Stavo per rassegnarmi anche quest’anno, visto che di biglietti per Trieste si è parlato ai primi di ottobre, ma la Signora Maria è stata un tesoro e ci ha preso un mini-frigo aggiuntivo: due piani (stretti) più spazio per la verdura e mini-freezer interno, sistemato nella lavanderia adiacente la cucina. L’ho lavato da cima a fondo, ho comprato la prolunga e il doppio attacco necessario per collegarlo, mi ci sono subito insediato... e sono rimasto solo. Non ho idea di che cavolo stiano facendo gli altri coinquilini, come si siano divisi lo spazio, fatto sta che sia quel frigo che il mini-freezer li sto usando solo io.
Una pacchia, no?

No. Perché qui o fottesega e qualcuno ha fatto saltare la prolunga muovendo lo stendibiancheria, o c’è stato un malfunzionamento interno, o salcazzo cosa, fatto sta che il freezer ha deciso di non funzionare il tanto da far andare a male la carne che ci avevo conservato. E per “andare a male” intendo proprio diventare di quel marroncino malsano e tirare fuori quel terribile odore dolciastro anche attraverso gli strati di pellicola trasparente in cui l’avevo conservata.
Far andare a male il cibo è uno degli incubi peggiori da quando vivo per conto mio. I motivi sono tanti: da una parte, lo spreco di soldi e cibo stesso; dall’altra, la mia idiosincrasia verso il frigorifero in generale, l’odore che fa e l’umido della condensa, figuriamoci poi l’odore della carne marcia (rileggendo il post sul frigorifero, mi sono accorto che parte di quell’antipatia deriva proprio dalla paura che qualcosa sia andato a male, quindi c’eravamo già). E poi c’è il fatto che la sporcizia derivante dal cibo mi snerva parecchio: lo stesso sugo di pomodoro che ho appena spazzolato via felicemente mi disgusta quando, letteralmente cinque minuti dopo, devo lavarne via le tracce dal piatto. Figurarsi la sporcizia di cibo che è davvero diventato nocivo. Non c’è da sorprendersi se oggi pomeriggio abbia avuto un grazioso meltdown che mi sono affrettato a contenere per sistemare il casino (oltre la carne, mi era marcito anche il prezzemolo e ho dovuto lavare la vaschetta, yay).
Fra l’altro, oltre alle idiosincrasie legate al cibo andato a male in sé, c’è ovviamente anche il mio prendere le cose sul personale: se lascio andare a male il cibo, vuol dire che sono inadeguato come padrone di casa. L’anno scorso mi sono dimenticato di mettere il sugo in frigo per una notte, si è inacidito e non sono riuscito a toccare i fornelli per una settimana perché mi sentivo un fottuto fallimento. A questo giro so che la colpa non è mia, ma non penso che riuscirò ad andare a rifare la spesa prima di lunedì, e fino ad allora mi arrangerò con l’asporto. La sensazione è sempre quella di averlo combinato io, il casino, e quindi che senso ha crearne subito un altro? Tanto sono un povero deficiente, succederà di sicuro qualcos’altro. Ed eccomi qua, una massa di nervi a pezzi che crea un caso nazionale da una stupidaggine.

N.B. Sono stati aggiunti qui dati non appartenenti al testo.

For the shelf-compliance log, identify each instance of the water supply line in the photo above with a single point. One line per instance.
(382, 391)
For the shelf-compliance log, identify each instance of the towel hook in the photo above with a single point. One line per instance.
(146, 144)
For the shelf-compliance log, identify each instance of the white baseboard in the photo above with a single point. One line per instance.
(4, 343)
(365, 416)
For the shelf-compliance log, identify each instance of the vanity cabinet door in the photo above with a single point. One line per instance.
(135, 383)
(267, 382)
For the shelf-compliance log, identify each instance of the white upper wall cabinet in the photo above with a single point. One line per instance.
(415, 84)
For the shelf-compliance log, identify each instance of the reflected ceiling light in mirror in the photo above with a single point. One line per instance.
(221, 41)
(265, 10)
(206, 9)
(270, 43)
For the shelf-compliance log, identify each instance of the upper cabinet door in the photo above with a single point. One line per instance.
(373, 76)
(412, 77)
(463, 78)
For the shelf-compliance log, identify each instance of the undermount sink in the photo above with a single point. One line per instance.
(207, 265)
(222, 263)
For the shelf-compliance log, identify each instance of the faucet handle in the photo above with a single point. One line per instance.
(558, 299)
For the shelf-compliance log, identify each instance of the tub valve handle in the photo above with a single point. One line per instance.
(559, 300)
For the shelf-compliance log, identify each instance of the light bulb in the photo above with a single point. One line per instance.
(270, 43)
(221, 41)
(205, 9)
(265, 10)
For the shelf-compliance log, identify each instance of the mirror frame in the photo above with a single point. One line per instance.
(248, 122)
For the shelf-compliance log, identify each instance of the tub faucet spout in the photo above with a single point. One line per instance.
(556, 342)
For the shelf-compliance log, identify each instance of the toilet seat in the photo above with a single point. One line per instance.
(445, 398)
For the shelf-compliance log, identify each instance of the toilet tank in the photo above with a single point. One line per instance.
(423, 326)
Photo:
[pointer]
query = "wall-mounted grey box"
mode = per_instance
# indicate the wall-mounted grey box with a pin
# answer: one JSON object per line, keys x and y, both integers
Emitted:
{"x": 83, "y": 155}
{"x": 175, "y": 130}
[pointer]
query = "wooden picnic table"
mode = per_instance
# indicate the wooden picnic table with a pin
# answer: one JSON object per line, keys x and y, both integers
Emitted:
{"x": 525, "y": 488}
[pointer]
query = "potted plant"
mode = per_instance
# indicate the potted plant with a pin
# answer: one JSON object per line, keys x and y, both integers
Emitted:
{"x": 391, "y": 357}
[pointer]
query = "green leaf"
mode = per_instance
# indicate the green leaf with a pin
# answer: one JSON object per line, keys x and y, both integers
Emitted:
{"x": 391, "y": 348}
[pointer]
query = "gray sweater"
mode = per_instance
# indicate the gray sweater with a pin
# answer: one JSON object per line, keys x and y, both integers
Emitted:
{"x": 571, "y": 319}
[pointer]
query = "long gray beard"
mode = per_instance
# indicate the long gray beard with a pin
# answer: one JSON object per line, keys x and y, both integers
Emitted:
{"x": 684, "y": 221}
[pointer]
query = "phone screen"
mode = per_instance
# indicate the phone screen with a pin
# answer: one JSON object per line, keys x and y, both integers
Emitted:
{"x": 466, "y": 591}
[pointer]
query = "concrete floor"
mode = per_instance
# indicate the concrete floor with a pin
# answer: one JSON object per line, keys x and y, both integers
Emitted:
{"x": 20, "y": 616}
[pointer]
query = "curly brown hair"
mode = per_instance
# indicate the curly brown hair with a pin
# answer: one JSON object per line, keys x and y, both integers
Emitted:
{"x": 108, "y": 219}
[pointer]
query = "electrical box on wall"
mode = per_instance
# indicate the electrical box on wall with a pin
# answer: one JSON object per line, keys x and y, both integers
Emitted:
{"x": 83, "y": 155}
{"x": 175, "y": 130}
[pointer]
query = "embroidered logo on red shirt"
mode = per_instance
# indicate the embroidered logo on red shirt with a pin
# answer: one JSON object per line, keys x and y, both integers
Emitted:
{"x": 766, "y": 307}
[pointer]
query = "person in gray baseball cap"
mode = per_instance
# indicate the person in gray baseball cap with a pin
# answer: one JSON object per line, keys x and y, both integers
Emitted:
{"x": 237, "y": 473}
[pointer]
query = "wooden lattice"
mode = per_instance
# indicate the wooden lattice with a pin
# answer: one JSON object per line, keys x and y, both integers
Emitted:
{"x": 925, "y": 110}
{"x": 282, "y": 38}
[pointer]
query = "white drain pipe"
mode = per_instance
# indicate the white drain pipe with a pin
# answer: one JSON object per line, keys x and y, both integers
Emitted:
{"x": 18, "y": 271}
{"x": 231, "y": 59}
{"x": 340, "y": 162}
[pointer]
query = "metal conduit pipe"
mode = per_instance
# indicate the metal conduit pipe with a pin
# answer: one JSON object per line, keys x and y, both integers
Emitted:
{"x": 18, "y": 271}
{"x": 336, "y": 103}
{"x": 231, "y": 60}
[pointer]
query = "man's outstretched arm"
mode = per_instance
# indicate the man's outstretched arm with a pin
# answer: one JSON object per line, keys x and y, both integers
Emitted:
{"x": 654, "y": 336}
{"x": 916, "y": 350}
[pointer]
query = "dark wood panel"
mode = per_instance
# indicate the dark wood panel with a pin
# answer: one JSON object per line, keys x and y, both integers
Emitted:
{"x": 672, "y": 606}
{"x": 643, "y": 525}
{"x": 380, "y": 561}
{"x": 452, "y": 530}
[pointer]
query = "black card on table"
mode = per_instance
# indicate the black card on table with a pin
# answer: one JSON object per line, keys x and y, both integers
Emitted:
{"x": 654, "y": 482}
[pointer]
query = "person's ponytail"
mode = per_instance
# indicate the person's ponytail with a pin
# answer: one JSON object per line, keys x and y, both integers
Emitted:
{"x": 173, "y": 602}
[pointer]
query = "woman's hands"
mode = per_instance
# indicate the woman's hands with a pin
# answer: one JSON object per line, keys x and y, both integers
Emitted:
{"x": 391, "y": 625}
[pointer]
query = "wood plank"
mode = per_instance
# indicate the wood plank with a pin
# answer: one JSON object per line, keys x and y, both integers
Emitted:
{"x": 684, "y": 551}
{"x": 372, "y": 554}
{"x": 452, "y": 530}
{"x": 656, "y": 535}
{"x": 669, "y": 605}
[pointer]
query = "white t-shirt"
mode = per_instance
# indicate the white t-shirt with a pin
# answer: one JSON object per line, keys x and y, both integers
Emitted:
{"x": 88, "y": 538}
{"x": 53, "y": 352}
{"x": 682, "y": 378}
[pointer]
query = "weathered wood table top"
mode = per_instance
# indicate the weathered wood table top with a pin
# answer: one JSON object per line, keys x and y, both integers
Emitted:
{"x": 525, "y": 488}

In tutto questo, l’ironia della situazione non mi è mica sfuggita. Perché se il disgusto per il cibo andato a male è uno degli aspetti base dell’istinto di sopravvivenza, visto che è tossico e la risposta naturale deve essere di repulsione per evitare di ingerirlo accidentalmente, avere un disgusto così estremo significa che il mio istinto di sopravvivenza funziona una meraviglia. Divertente, considerando che nelle ultime settimane ho desiderato di non esserci più in media una o due volte al giorno.
Chiariamoci subito: no, non sono attivamente super, super, super, super! suicidal, nel senso che non rischio di saltarmene su un pomeriggio e buttarmi dalla finestra, o tagliarmi i polsi (in verticale per ottenere risultati) o andare a Sistiana per buttarmi sotto un treno in corsa e rovinare il pomeriggio a mezzo Friuli-Venezia Giulia. No.
È solo che… perché? Davvero, perché? Perché devo essere qui? Perché devo andare a dormire la notte, svegliarmi il giorno dopo, mangiare, uscire, incontrare persone, fare qualcosa del mio tempo, pulire camera mia, farmi la barba, lavarmi i capelli, fingere che me ne freghi qualcosa? Perché? Non voglio. Non me ne frega nulla. È una fatica inutile. Anche starmene a letto a fissare il soffitto è una fatica inutile, visto che non riesco a spegnere i pensieri. Anche dormire è inutile, visto che i miei fottuti sogni sono così attenti alla verosimiglianza dei dettagli che finiscono per ricordarmi tutto ciò che succede da sveglio. Continuo a far finta di nulla, a muovermi per inerzia, a sorridere e ridere e fare anche cose che mi piace fare, ma vorrei solo che tutto smettesse.
Perché non prenda le cose in mano piuttosto che sperare passivamente in un incidente, una tegola in testa, un meteorite, l’olocausto nucleare o semplicemente di non svegliarmi la mattina, non lo so: forse sono talmente codardo e incapace da non riuscire a prendere nemmeno una decisione nella mia vita? Ho semplicemente troppa paura del dolore? Di sbagliare qualcosa e trovarmi paralizzato o in dialisi o sfigurato per il resto della vita? Non voglio prendermi la responsabilità di far star male le persone a cui tengo? Non ne ho idea.
L’unica certezza è che, come si può intuire, i miei buoni propositi di Capodanno WIP sono deragliati malamente. Grazie a una telefonata ben più grande di ciò che sono in grado di gestire in questo momento, arrivata più o meno quando il post era completato all’80% (l’ho finito per pura testardaggine). Sul serio, proprio il giorno in cui mi sono detto: “Sai cosa? Quest’anno mi dedico a rimettermi in piedi!”. Con seguito via email proprio il giorno prima di partire per il week end a Milano a godermi una festa a tema Anni Venti con persone a cui voglio bene. Grazie, che tempismo.
Cioè, è normale che persone che sono state la piaga della mia intera esistenza riescano a essere così inopportune in maniera proprio capillare, con una precisione di ore, proprio nei momenti in cui ne avrei meno bisogno? È l’unica cosa che mi accende una scintilla d’incazzatura in una nebbia di rassegnazione.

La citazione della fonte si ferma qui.